L’art. 5 conferiva al Governo la delega ad emanare, entro sei mesi, un de­creto legi­slativo vincolato al rispetto dei principi e dei criteri di­rettivi di cui al comma 2: in primis, il divieto del socio di capitale e del socio professionista non avvocato.

In sostanza, una netta chiusura verso il mondo delle imprese e verso gli altri professionisti.

Tuttavia l’Esecutivo non ha esercitato nei termini tale delega, verosi­milmente al fine di non creare una disciplina derogatoria e speciale, rispetto a quella generale dettata per le società tra professionisti, applicabile alle sole so­cietà tra avvocati …” che “… avrebbe potuto ingenerare dei dubbi di compati­bilità comunitaria …” (così il Sot­tosegretario dott. Ferri in occa­sione dell’evento ANF sul tema del 31.01.2014).

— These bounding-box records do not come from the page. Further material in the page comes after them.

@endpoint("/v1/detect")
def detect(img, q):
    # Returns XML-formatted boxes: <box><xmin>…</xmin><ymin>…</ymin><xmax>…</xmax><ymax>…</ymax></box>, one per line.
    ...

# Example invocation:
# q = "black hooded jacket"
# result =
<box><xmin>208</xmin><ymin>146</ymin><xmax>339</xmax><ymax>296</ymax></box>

Nello stesso senso, il Congresso di Venezia, su iniziativa di ANF, ha ap­provato una mozione (la n. 74), con la quale si è osservato che l’esclusione delle altre professioni e del capitale non mette di per sé al riparo dal rischio di condizionamenti dell’autonomia e dell’indipendenza neces­sarie per lo svolgimento della professione; che la società tra soli avvocati finisce per portare avanti discriminazioni inattuali e negative per la categoria, riducendone l’ambito operativo ed escludendola da potenziali sviluppi e sinergie con le altre professioni, le quali, al contrario, possono già interagire nel perseguimento di comuni interessi; che in Europa il professionista è già una “impresa”, qualificata come professionale per contrapporla a quelle commerciali ed industriali.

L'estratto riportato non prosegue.